Greco-Latin squares and magic squares

Suppose you create an n × n Latin square filled with the first n letters of the Roman alphabet. This means that each letter appears exactly once in each row and in each column.

You could repeat the same exercise only using the Greek alphabet.

Is it possible to find two n × n Latin squares, one filled with Roman letters and the other filled with Greek letters, so that when you combine corresponding entries, each combination of Roman and Greek letters appears exactly once? If so, the combination is called a Greco-Latin square.

Whether Greco-Latin squares of size n exist depends on n. But before we explore that, let’s give an example.

Here are two Latin squares, one filled with the first four Roman letters and the other filled with the first four Greek letters.

    A B C D   α β γ δ
    D C B A   γ δ α β
    B A D C   δ γ β α
    C D A B   β α δ γ

If we concatenate the two matrices, we get

    Aα Bβ Cγ Dδ   
    Dγ Cδ Bα Aβ   
    Bδ Aγ Dβ Cα   
    Cβ Dα Aδ Bγ   

and each of the two-letter entries is unique. So we’ve shown that a Greco-Latin square exists for n = 4.
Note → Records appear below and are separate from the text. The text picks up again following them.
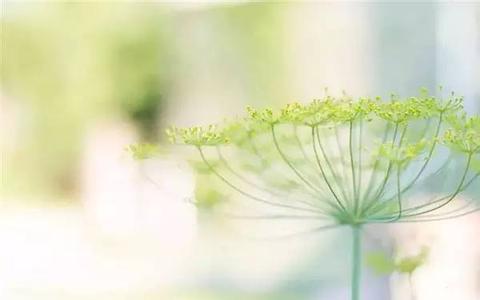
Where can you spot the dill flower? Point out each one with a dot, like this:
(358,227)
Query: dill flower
(344,161)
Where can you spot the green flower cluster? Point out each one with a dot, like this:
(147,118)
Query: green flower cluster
(198,136)
(464,136)
(344,161)
(326,111)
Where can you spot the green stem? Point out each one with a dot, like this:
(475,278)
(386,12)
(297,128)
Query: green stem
(356,261)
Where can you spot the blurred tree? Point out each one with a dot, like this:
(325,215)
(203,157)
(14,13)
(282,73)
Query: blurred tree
(71,65)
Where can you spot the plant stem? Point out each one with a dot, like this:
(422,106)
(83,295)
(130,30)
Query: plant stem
(356,261)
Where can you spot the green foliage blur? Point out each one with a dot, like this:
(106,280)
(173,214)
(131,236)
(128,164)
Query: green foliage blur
(69,66)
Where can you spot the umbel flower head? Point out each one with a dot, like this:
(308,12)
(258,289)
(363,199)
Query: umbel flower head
(347,162)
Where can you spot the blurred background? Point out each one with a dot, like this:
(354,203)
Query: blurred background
(79,219)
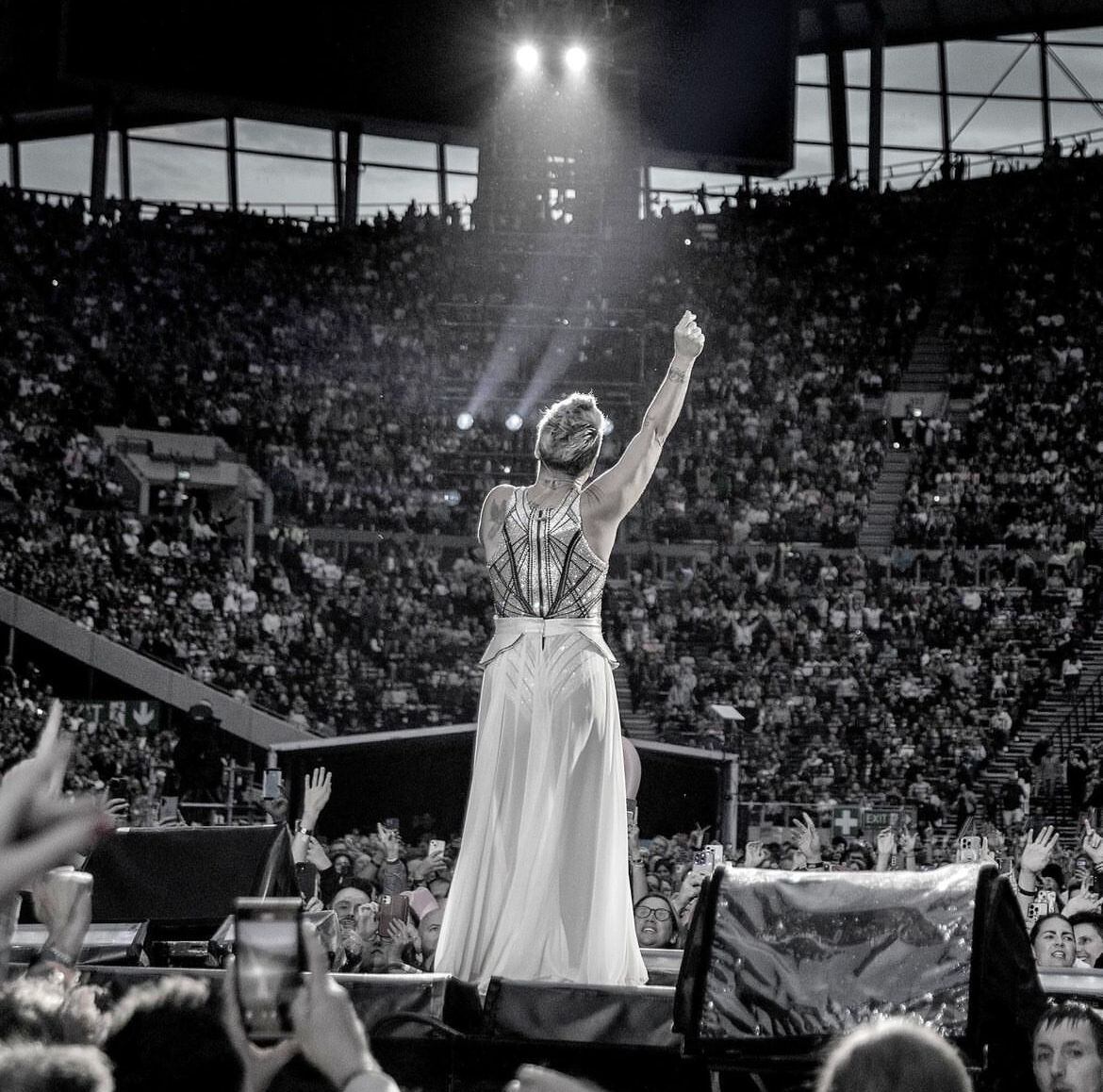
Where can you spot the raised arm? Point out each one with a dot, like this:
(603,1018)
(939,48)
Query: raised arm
(610,496)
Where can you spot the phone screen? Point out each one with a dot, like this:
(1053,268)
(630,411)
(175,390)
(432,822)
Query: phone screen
(393,908)
(267,947)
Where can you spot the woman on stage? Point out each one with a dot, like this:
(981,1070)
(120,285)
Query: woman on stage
(540,889)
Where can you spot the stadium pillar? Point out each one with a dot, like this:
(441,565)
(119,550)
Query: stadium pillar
(876,95)
(337,188)
(123,138)
(1046,114)
(101,135)
(232,192)
(441,179)
(839,127)
(945,101)
(352,179)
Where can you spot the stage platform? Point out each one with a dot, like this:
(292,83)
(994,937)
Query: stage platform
(435,1033)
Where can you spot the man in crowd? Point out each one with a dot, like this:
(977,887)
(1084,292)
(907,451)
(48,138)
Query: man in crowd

Mutually Orthogonal Latin Squares (MOLS)

The more modern name for Greco-Latin squares is “mutually orthogonal Latin squares,” abbreviated MOLS. We say two Latin squares M and N are mutually orthogonal if the list of pairs (Mij, Nij,) contains no duplicates.

Euler’s work

Euler showed how to construct Greco-Latin squares when n is odd and when n is a multiple of 4. He conjectured that no Greco-Latin squares exist when n = 4k + 2.

His conjecture was incorrect. For example, there is a Greco-Latin square of size 10. And in fact, Greco-Latin squares exist for all n except n = 2 and n = 6.

Magic squares

Suppose you have two orthogonal Latin squares M and N of size n, and suppose that the diagonal elements of both squares contain no duplicates.

Use the numbers 0 through n-1 rather than Greek or Latin letters to fill the squares and interpret the Latin squares as matrices. Then the matrix

nM + N

is a magic square. This is equivalent to taking the corresponding Greco-Latin square and interpreting the entries as base n numbers.

For example, using the Latin squares above, replace A and α with 0, B and β with 1, C and γ with 2, and D and γ with 3. Then the Greco-Roman square

    Aα Bβ Cγ Dδ   
    Dγ Cδ Bα Aβ   
    Bδ Aγ Dβ Cα   
    Cβ Dα Aδ Bγ   

becomes

    00 11 22 33   
    32 23 10 01   
    13 02 31 20   
    21 30 03 12   

with the entries being base 4 numbers. The rows and columns clearly have the same sum because they all have the same set of numbers in the 1s place and in the 4s place. Written in base 10, the magic square above is

     0  5 10 15   
    14 11  4  1   
     7  2 13  8   
     9 12  3  6   

It’s conventional for magic squares to be filled with consecutive numbers starting with 1, so you could add 1 to every entry above if you’d like.